Everyone should operate legally, pay their fair share of taxes and provide services our guests expect when being on vacation. A visitor is a visitor, and regardless of whether they are staying in a four-star resort or renting a cottage, they need to have access to the same essential services and information. 

Visitors staying in alternative accommodations should have all information, phone numbers, and resources available if emergency help was needed or in the rare case that a natural disaster was to strike. Safety is of foremost concern because it’s imperative we take care of our guests and leave them with a positive experience about Hawaii.

2. Hawaii recently released one of the most comprehensive studies on the LGBT market that Travel Agent has ever seen a destination perform. Please tell us a little about the study. What does this say about the destination's desire to fully tap into this market?

We commissioned studies of LGBT travelers from six markets, the U.S., Canada, China, Australia, Japan and Taiwan. We released the findings for the first four markets in mid-March, with the findings for Japan and Taiwan coming out soon. 

We initiated these studies so that our tourism industry partners would have a better understanding about the preferences and profiles of LGBT travelers and how they could customize their own marketing and services accordingly. 

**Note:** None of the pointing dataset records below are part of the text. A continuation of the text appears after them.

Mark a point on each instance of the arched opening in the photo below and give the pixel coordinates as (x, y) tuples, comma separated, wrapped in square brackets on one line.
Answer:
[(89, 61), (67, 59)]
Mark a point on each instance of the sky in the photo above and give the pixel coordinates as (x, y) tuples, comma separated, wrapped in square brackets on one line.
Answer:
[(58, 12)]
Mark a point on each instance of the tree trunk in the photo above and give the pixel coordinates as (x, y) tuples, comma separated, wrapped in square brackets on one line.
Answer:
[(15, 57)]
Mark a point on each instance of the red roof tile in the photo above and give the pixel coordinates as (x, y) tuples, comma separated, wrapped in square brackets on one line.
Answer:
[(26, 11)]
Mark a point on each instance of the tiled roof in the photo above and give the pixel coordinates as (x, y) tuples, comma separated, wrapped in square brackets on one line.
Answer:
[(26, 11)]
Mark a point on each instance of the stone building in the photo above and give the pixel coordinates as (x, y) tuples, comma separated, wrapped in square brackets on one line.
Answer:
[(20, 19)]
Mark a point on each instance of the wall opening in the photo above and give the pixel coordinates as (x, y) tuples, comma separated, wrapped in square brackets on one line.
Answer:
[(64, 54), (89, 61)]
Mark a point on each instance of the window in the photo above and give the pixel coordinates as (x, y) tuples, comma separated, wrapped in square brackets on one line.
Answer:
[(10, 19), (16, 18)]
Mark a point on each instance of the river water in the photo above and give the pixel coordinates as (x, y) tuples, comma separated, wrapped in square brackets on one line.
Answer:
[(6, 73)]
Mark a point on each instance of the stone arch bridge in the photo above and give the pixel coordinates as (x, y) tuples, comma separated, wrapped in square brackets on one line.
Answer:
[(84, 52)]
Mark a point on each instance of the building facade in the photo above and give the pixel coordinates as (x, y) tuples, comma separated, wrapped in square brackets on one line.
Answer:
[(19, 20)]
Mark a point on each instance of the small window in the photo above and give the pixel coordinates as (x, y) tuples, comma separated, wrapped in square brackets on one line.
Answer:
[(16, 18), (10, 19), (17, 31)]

We felt that having this knowledge would increase our partners’ awareness of how they can attract a larger segment of the LGBT travel market and be sensitive to their desires and needs when traveling abroad. The feedback from our partners about the information gained from these studies has been very positive.

3. What is the most challenging obstacle in Hawaii tourism today? Price? Airlift?

Hawaii is a mature market that is well-known to Baby Boomers. Our biggest challenge is getting global Millennial travelers to realize what a remarkable and authentic travel experience Hawaii offers. 

Hawaii’s resorts are fantastic, but if visitors venture out around the islands and into our communities and amidst nature, they also get a clear sense of how memorable and personal one can make their time in the Hawaiian Islands.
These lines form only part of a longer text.